Monday, Nov. 25, 1974
A Murder for Mayfair
Prices were way up, and Britain's economic forecasts were way down. In the drawing rooms of Mayfair and Belgravia, however, the smart set was talking about something considerably more interesting--a mysterious, brutal murder involving a titled family that might have come from a West End thriller.
The killing had occurred in the hallowed precincts of Belgravia itself. At 10:30 one night, the estranged wife of Lord Lucan, the great-great-grandson of the misguided commander who ordered the charge of the Light Brigade, burst through the door of the Plumbers' Arms, a pub near her house. With blood spurting from several head wounds, she screamed: "Murder! Murder! I think my neck has been broken. He tried to kill me. I think I am dying." Actually Lady Lucan, 35, was not grievously wounded. When police searched her five-story town house, however, they found the body of the family's 29-year-old nanny stuffed into a canvas bag in the dining room; her head and body bore the marks of a fatal beating.
Lucky Lucan. With its usual discretion, Scotland Yard first announced that it was looking for Lord Lucan, 39, to inform him of the unhappy events that had taken place in his house. Since separating from his wife a year ago, he had been living in a flat close to the town house in order to be near his three children. When he failed to answer its inquiry, the Yard became somewhat more insistent and said that it was seeking him to "help with police inquiries." Finally police issued a worldwide alert and charged the Seventh Earl of Lucan with murder and attempted murder. At the same time, his many aristocratic friends were sternly warned that they would be charged as accessories if they attempted to hide him.
Handsome and visibly upper-crust --a film producer once sought him to play the part of James Bond--Lord Lucan was thought by his friends to be the quintessence of the civilized aristocrat, a man who would raise his voice only to protest a spoiled claret or bemoan a bad shot at a grouse on the moors. After serving in the Coldstream Guards and undertaking a short, unspectacular career in business, he had retired on his $250,000 inheritance to carry on more engrossing pursuits, notably golf, skiing, the hunt and chemin de fer at Mayfair gaming clubs. His success at the tables won him the name "Lucky Lucan."
His married life came unstrung last year, according to friends, when the stormy temper and uncertain moods of Lady Lucan, the former Veronica Duncan, drove him from the house. Some emotional scenes followed, and the judge in charge of the case made their children wards of the court, although they remained at home with their mother.

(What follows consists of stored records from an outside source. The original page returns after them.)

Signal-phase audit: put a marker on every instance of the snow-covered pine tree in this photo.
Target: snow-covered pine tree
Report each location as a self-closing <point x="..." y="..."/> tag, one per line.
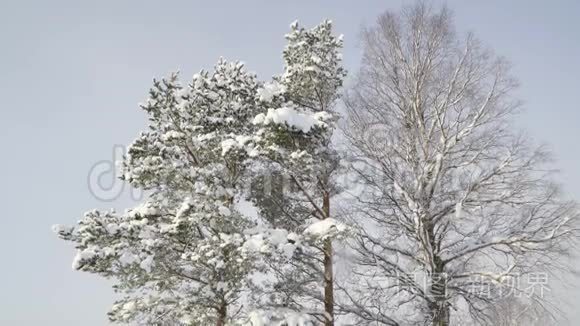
<point x="179" y="257"/>
<point x="296" y="140"/>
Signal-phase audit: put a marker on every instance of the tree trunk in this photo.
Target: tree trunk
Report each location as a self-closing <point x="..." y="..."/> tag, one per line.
<point x="441" y="315"/>
<point x="222" y="314"/>
<point x="328" y="272"/>
<point x="440" y="308"/>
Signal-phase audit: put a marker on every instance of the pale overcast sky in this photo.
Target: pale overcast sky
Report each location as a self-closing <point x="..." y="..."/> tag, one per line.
<point x="72" y="73"/>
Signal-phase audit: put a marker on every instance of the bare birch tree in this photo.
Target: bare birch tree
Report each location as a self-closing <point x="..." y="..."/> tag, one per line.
<point x="455" y="206"/>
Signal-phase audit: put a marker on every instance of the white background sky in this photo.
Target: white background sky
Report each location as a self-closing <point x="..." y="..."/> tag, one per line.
<point x="72" y="73"/>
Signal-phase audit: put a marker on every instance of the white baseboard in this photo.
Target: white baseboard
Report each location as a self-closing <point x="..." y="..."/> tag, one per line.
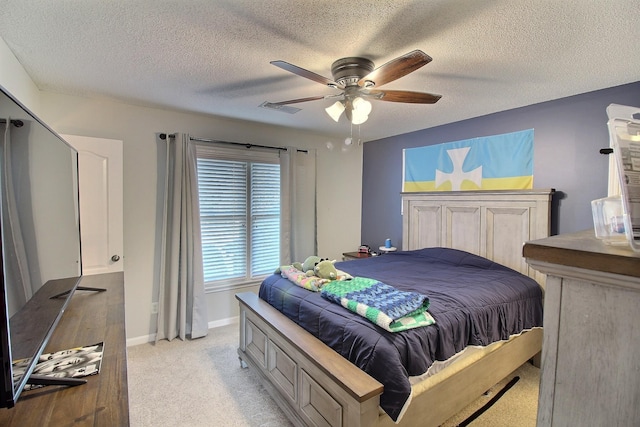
<point x="211" y="325"/>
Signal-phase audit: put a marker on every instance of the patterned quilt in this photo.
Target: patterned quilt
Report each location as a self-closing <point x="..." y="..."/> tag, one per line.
<point x="380" y="303"/>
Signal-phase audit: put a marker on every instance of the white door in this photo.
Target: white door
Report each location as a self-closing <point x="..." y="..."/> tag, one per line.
<point x="101" y="209"/>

Some noted that the nanny bore a close resemblance to Lady Lucan, and there was speculation that the murderer, in the dark or in his anger, may have mistaken her for Lady Lucan, who then surprised him by suddenly appearing on the scene. Perhaps the only person who can clear matters up is Lord Lucan. At week's end he was still being sought, and there were rumors that he was either outside the country or had done "the honorable thing," as one of his friends phrased it, and had shot himself.